Девушка привстала с приножка высокого табурета художницы, поблагодарила ее за позволение посидеть и сказала:
– Да, я опять расфантазировалась.
– И что тебе так нравится в этой картине? – спросила брюнетка.
– Вот поди же! Мне, знаешь, с некоторого времени кажется, что эта картина имеет не один прямой смысл: старость и молодость хоронят свои любимые радости. Смотри, как грустна и тяжела безрадостная старость, но в безрадостной молодости есть что-то жасное, что-то… проклятое просто. Всмотрись, пожалуйста, Аня, в эту падающую голову.
– Ты везде увидишь то, чего нет и чего никто не видит, – отвечала брюнетка с самой доброй улыбкой.
– Да, чего никто не хочет видеть, это может быть, но не то, чего вовсе нет. Хочешь, я спрошу вот этого шута, что его занимает в этой картине? Он тут еще прежде меня прилип.
Та, которая называлась Анею, покачала с упреком головою и произнесла:
– Тсс!
– Сделай милость, успокойся, не забывай, что он ничего этого не понимает.

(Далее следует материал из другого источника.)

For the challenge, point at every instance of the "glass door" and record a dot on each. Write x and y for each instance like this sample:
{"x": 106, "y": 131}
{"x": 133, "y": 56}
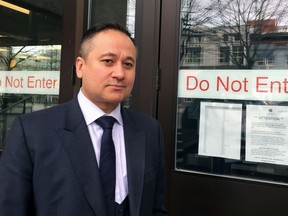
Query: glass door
{"x": 30, "y": 52}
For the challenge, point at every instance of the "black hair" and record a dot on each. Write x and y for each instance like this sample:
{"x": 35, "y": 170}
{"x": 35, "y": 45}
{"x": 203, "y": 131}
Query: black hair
{"x": 95, "y": 29}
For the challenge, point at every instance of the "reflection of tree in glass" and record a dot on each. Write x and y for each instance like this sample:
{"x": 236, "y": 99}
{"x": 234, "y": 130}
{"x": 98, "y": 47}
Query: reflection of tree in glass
{"x": 11, "y": 57}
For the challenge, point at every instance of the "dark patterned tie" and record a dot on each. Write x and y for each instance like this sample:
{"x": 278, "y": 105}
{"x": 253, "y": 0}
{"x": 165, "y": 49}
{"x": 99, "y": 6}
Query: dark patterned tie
{"x": 107, "y": 156}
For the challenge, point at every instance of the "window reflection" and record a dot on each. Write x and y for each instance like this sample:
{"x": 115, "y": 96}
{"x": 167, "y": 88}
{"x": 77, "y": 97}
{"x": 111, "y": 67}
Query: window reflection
{"x": 228, "y": 37}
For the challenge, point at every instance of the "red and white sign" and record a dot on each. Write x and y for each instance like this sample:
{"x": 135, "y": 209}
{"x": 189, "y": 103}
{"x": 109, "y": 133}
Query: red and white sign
{"x": 266, "y": 85}
{"x": 30, "y": 82}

Дамы вышли налево; молчаливый господин посмотрел им вслед, весело улыбнулся и тоже вышел. Они еще раз встретились внизу, получая свои зонтики, взглянули друг на друга и разошлись.
Через две недели после этой встречи известный нам человек стоял, с маленькой карточкой в руках, у дверей омнибусного бюро, близ св. Магдалины. На дворе был дождь и резкий зимний ветер – самая неприятная погода в Париже. Из-за угла Магдалины показался высокий желтый омнибус, на империале которого не было ни одного свободного места.
– Начинается нумер седьмой! – крикнул кондуктор.
Наш луврский знакомый подал свою карточку, вспрыгнул в карету, и полный экипаж тронулся снова, оставив все дальнейшие нумера дрогнуть на тротуаре или греться около раскаленных железных печек бесприютного бюро.
В карете, vis-а-vis[1] против нового пассажира, сидели две дамы, из которых одна была закрыта густым черным вуалем, а в другой он тотчас же узнал луврскую ундину; только она теперь казалась раздраженной и даже сердитой. Она сдвигала бровями, кусала свои губки и упорно смотрела в заднее окно, где на сером дождевом фоне мелькала козлиная фигурка кондуктора в синем кепи и безобразных вязаных нарукавниках, изобретение которых, к стыду великой германской нации, приписывается добродетельным немкам. Дама, закрытая вуалем, плакала. Хотя густой вуаль и не позволял видеть ни ее глаз, ни ее лица, а сама она старалась скрыть свои слезы, но их предательски выдавало судорожное вздрагиванье неповиновавшихся ее воле плеч. При каждом таком, впрочем, едва приметном движении Дора еще пуще сдвигала брови и сердитее смотрела на стоящую в воздухе мокрядь.